Dr. Ramesh Talreja, Tenneco Professor of Engineering in the Department of Aerospace Engineering and the Department of Materials Science and Engineering at Texas A&M University, has been selected to receive the 2017 Outstanding Research Award in Composites from the American Society for Composites (ASC).
The ASC describes the winner of the award as “a distinguished member of the composites community who has made a significant impact on the science and technology of composite materials through a sustained research effort over a number of years.” The ASC’s mission is to provide a communication forum for the engineering and scientific community and to expedite growth of knowledge gained from inter-disciplinary engineering and scientific research in composite materials, as well as to promote the exploitation of the unique properties of composite materials in emerging applications.
In 2013 Talreja received the highest honor, the Scala Award, from the International Committee on Composite Materials (ICCM). The award comes with the designation World Fellow and Life Member of ICCM.

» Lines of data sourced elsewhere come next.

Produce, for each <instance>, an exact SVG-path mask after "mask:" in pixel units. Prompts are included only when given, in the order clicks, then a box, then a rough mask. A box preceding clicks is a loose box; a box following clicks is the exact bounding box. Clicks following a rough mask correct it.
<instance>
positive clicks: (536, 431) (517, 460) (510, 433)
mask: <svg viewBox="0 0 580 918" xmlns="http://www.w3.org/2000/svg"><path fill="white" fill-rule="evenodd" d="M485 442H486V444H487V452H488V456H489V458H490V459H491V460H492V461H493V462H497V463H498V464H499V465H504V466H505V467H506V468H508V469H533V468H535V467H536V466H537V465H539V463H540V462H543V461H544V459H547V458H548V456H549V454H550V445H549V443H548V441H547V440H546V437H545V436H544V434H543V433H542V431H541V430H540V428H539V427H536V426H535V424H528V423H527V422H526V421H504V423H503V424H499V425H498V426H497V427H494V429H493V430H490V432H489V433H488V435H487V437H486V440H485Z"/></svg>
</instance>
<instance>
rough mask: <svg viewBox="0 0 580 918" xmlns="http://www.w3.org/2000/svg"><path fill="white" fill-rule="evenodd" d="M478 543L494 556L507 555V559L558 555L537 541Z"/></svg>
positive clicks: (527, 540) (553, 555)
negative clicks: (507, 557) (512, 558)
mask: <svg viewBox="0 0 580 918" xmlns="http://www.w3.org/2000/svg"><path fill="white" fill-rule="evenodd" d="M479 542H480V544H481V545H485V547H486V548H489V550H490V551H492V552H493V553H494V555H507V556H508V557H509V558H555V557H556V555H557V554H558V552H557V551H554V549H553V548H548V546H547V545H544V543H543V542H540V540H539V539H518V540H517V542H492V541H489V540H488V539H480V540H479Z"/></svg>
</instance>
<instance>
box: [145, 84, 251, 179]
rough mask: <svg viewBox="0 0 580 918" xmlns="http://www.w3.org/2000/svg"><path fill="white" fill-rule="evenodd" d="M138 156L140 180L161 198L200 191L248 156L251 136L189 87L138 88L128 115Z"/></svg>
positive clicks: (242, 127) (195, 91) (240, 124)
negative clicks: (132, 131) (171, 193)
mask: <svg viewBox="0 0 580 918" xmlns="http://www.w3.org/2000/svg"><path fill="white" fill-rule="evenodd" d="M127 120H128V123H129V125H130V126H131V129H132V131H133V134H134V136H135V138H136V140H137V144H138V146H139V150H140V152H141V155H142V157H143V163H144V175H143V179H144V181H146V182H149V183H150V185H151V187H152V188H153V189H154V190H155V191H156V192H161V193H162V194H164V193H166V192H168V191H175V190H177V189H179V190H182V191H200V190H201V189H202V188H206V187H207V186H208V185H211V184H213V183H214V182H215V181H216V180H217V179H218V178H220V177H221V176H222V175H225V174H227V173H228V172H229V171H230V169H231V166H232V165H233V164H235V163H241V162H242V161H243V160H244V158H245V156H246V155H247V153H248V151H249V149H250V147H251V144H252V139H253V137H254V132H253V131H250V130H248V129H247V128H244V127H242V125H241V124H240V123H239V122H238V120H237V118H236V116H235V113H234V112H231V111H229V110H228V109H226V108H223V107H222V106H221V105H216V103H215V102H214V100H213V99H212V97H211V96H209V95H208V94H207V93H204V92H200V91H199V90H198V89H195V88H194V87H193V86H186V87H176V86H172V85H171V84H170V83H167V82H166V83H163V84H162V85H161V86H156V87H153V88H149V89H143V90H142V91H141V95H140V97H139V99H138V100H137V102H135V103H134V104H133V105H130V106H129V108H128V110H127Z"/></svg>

Talreja has published extensively in the field of damage mechanics and fatigue of composite materials. He has authored the monograph Fatigue of Composite Materials, and has edited several major works including Polymer Matrix Composites, Damage Mechanics of Composite Materials, Multiscale Modeling and Simulation of Composite Materials and Structures and PMC Fatigue–Fundamentals,and has contributed more than 30 chapters to numerous books. His book Damage and Failure of Composite Materials, co-authored with C.V. Singh, was published by Cambridge University Press. He is on the editorial boards of 14 journals, and has served as associate editor of Mechanics of Materials and as editor-in-chief of International Journal of Aerospace Engineering. His current focus is on structural integrity, durability and sustainability of composite materials in aerospace and wind power structures.
Prior to joining the faculty at Texas A&M, Talreja was a professor of aerospace engineering at Georgia Institute of Technology from 1991-2001. His academic career began at the Technical University of Denmark where he received his Ph.D. and Doctor of Technical Sciences degrees in 1974 and 1985, respectively, and served in different academic positions until 1991. From 1978-83 he had a joint appointment at the Risø Laboratory of Sustainable Energy in Denmark.
Talreja will receive his plaque and award of $1,000 at the awards banquet of the 32nd Annual Technical Conference, to be held at Purdue University on Oct. 24.